北海道札幌市で安倍晋三首相(当時)が街頭演説中に「安倍辞めろ」とヤジを飛ばした2人が北海道警の警察官に現場から排除され、損害賠償を求めた裁判で、札幌地裁は3月25日、原告側の「勝訴」判決を言い渡した。

原告は大杉雅栄さん(34)と桃井希生さん(26)で、北海道に対し、慰謝料660万円の損害賠償請求し、札幌地裁は88万円の支払いを命じた。

第25回参議院選挙で、安倍晋三首相の演説中に「安倍帰れ」などとヤジを飛ばし、北海道警に移動を促される男性(左)=15日、札幌市中央区
第25回参議院選挙で、安倍晋三首相の演説中に「安倍帰れ」などとヤジを飛ばし、北海道警に移動を促される男性(左)=2019年7月15日、札幌市中央区(写真=時事通信フォト)

判決を言い渡した後、広瀬孝裁判長は「原告らの表現の自由は警察官らによって侵害されたものと判断しました」と説諭した。
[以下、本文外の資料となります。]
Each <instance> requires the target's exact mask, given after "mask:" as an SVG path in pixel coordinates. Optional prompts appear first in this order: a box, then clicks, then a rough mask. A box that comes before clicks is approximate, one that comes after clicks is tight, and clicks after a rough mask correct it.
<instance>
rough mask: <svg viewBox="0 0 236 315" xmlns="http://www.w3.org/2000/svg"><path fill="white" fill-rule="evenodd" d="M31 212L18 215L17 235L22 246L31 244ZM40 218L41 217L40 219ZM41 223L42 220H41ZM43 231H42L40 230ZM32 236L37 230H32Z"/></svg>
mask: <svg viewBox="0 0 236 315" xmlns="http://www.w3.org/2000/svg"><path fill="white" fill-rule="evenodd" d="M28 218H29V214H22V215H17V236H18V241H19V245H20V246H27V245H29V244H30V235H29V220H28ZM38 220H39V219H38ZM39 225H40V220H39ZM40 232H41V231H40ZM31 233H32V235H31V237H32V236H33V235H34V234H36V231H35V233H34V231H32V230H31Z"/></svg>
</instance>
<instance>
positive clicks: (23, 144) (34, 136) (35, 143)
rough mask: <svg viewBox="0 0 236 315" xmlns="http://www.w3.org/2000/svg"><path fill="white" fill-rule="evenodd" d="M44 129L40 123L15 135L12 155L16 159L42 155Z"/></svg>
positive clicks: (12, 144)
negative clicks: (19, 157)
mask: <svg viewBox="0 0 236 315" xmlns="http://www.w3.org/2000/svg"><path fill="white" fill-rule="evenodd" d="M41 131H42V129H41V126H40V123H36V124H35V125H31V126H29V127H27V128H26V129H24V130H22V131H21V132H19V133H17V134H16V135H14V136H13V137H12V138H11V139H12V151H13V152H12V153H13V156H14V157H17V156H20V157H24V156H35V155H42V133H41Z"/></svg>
判決要旨の言い渡しが終わると、法廷には大きな拍手が沸き上がった。

問題のヤジは、2019年7月15日の参院選の最中に起こった。

街頭演説中に安倍首相に対して、大杉さんが「安倍辞めろ」「帰れ」

と声をあげると、北海道警の警察官に囲まれてその場から排除された。

次に、別の場所で桃井さんが「増税反対」と訴えると、警察官に移動するように求められ、90分間、複数の警察官に付きまとわれた。

2人は不当に行動を制限されたと訴訟を起こした。大杉さんは「ただ声を上げていただけだ。現場で小競り合いなどを生じさせることもないのに、警察官が警告もなく複数で排除したことは、実力行使」と訴えた。

桃井さんは「興奮状態にはなく、周囲に危険な状況を発生させていない。警察官に体当たりもしていない」と主張していた。

それに対して、北海道警は、大杉さんが安倍首相の乗っていた街宣車から3mほどの距離で大声を出して、右手を突き上げたことで「犯罪を起こす危険性が極めて高い」と主張。桃井さんについては「ヤジを制止したときに、警察官に体当たり、手をふりほどくなど、興奮していた。職務質問をしたが、つきまといではなく、安全な誘導」と反論した。

2人に対して北海道警は「危険な事態があった」「危害回避のため」と警察官職務執行法の要件を満たし、適法であったと主張した。

だが、北海道警の主張は裁判の審理で大きく崩れた。